Por exemplo, para os trabalhadores em atividade externa os tribunais estipularam que a norma só vale para aqueles cujo registro da jornada é “impossível”, deixando claro que havendo qualquer possibilidade de controle da jornada (seja por celular, relatórios, GPS, aplicativos, etc..) o enquadramento no inciso I, do art. 62, da CLT, é nulo. Hoje em dia, com as tecnologias de comunicação e geolocalização, quase nenhum trabalhador pode ser enquadrado nesta regra, sob a ótica dos Tribunais Trabalhistas.

O mesmo ocorre em relação aos “gerentes”, inseridos no inciso II, pois os tribunais passaram a interpretar que esta lei vale apenas para aqueles gerentes com efetivos poderes de mando e gestão, que efetivamente substituem o empregador. Ou seja, não basta cumprir com os termos da lei, contratando um empregado como gerente e efetuando o pagamento de uma gratificação de 40%. Se o gerente não tiver poderes de mando e gestão, é nulo o enquadramento na norma que o exclui do registro da jornada, sendo que o Judiciário ainda entende que os valores pagos a título de gratificação de função devem ser considerados como parte do salário do empregado e condenam as empresas ao pagamento de horas extras considerando as jornadas alegadas pelos reclamantes, uma vez que ausentes os registros de horário.

Por isso é que sugerimos muita cautela nesse momento.
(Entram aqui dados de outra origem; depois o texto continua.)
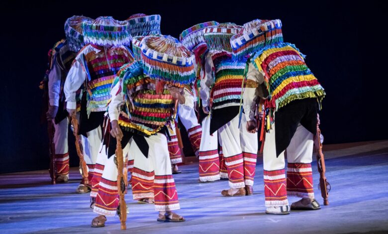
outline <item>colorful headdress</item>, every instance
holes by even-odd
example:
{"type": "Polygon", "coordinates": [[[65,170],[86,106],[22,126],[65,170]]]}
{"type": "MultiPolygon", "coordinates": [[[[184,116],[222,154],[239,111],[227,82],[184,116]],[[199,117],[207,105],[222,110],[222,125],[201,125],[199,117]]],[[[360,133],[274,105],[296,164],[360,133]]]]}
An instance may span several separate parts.
{"type": "Polygon", "coordinates": [[[234,23],[223,23],[217,26],[204,28],[203,37],[209,49],[232,52],[230,38],[242,28],[234,23]]]}
{"type": "Polygon", "coordinates": [[[132,38],[128,32],[128,22],[100,16],[93,22],[83,22],[82,31],[86,43],[102,46],[129,45],[132,38]]]}
{"type": "Polygon", "coordinates": [[[143,38],[145,36],[137,36],[132,38],[132,51],[133,52],[133,57],[137,61],[141,61],[141,49],[140,44],[143,38]]]}
{"type": "Polygon", "coordinates": [[[77,52],[85,45],[81,23],[84,21],[90,23],[93,21],[93,19],[89,17],[74,15],[65,22],[65,34],[71,51],[77,52]]]}
{"type": "Polygon", "coordinates": [[[155,81],[144,75],[140,61],[121,67],[113,85],[120,80],[125,96],[118,119],[121,128],[146,135],[158,132],[172,117],[175,102],[168,90],[157,93],[155,81]]]}
{"type": "Polygon", "coordinates": [[[133,14],[126,19],[129,32],[132,37],[160,34],[161,19],[159,14],[133,14]]]}
{"type": "Polygon", "coordinates": [[[255,19],[245,23],[242,30],[232,37],[230,44],[234,57],[240,59],[265,46],[283,41],[280,19],[255,19]]]}
{"type": "Polygon", "coordinates": [[[203,38],[203,28],[218,25],[219,23],[215,21],[195,24],[183,31],[179,35],[179,40],[191,51],[200,45],[204,45],[207,47],[203,38]]]}
{"type": "Polygon", "coordinates": [[[194,55],[171,36],[149,36],[140,44],[144,73],[175,84],[194,81],[194,55]]]}

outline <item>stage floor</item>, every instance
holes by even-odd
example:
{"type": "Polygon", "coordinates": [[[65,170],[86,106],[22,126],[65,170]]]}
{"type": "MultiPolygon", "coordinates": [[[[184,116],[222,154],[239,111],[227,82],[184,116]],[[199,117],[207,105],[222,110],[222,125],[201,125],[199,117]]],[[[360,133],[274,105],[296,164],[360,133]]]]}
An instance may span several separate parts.
{"type": "MultiPolygon", "coordinates": [[[[262,158],[258,159],[253,196],[221,196],[227,181],[198,184],[198,163],[182,165],[174,175],[187,221],[156,222],[152,205],[138,204],[129,191],[126,232],[182,233],[388,233],[388,140],[324,146],[330,205],[323,206],[313,163],[315,197],[322,209],[266,215],[262,158]]],[[[47,171],[0,175],[0,231],[13,233],[119,233],[118,218],[106,226],[90,227],[96,215],[89,194],[77,194],[81,176],[72,168],[70,180],[51,185],[47,171]]],[[[290,202],[297,200],[290,198],[290,202]]]]}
Para que a empresa possa contratar um empregado para teletrabalho (Home office) é indispensável a observância estrita dos termos da lei, e ainda assim, com algumas precauções quanto à possível interpretação a ser conferida pelo judiciário trabalhista para estas situações. Como a alteração da legislação é muito recente, ainda não há jurisprudência formada e tampouco consolidada sobre esse assunto, mas é muito provável que haja resistência por parte dos Juízes, com a adoção de entendimento semelhante ao que foi conferido ao trabalho externo.

Como dito acima em relação ao trabalho externo previsto no inciso I do artigo 62, da CLT, o entendimento dos Tribunais passou a ser no sentido de que havendo “possibilidade” de controle da jornada, o enquadramento na exceção do artigo 62, da CLT, é nulo.

Para alguns Juízes do Trabalho (conforme artigo publicado no site da ANAMATRA), “para se atribuir uma interpretação conforme à Constituição, de modo a compatibilizar os dispositivos da CLT, o inciso III do art. 62 deve ser compreendido como: encontram-se excluídos da proteção da jornada os teletrabalhadores que não possuem nenhuma forma de controle do tempo de trabalho. Isto é, aqueles empregados que iniciam e terminam suas atividades no horário que bem entenderem, com total liberdade. A cobrança patronal é feita por meio de metas e resultados, sem acompanhar os momentos em que a atividade está efetivamente sendo desempenhada”.

Embora este, a nosso ver, não seja o melhor entendimento sobre esta matéria, como adotamos sempre uma postura de muita cautela, e levando em conta que uma nulidade arguida futuramente pode acarretar um prejuízo muito grande para a empresa, sugerimos que o colaborador eventualmente enquadrado nesta figura legal não sofra muita cobrança em relação à jornada de trabalho.

O ideal, conforme o entendimento de alguns Juízes, é que o colaborador tenha total liberdade para o início e término de suas atividades, com o controle da empresa feito a partir de metas e resultados. Caso contrário, havendo cobrança e fiscalização de horário, poderá haver o entendimento de que este trabalhador se enquadra na regra geral do artigo 58, da CLT, com direito a horas extraordinárias caso ultrapassada a jornada de oito horas diárias.

Não sendo possível manter o controle do colaborador mediante metas e resultados, e havendo necessidade de o trabalho ser realizado em horário tido como “comercial”, por exemplo, juntamente com os demais trabalhadores da empresa, recomendamos que seja feito o controle das jornadas trabalhadas, com o pagamento de eventuais horas extraordinárias. Neste sentido, sendo o regime do Teletrabalho uma exceção à regra geral, destacamos a importância da observância das questões acima destacadas, sob pena de nulidade do enquadramento dos empregados neste regime.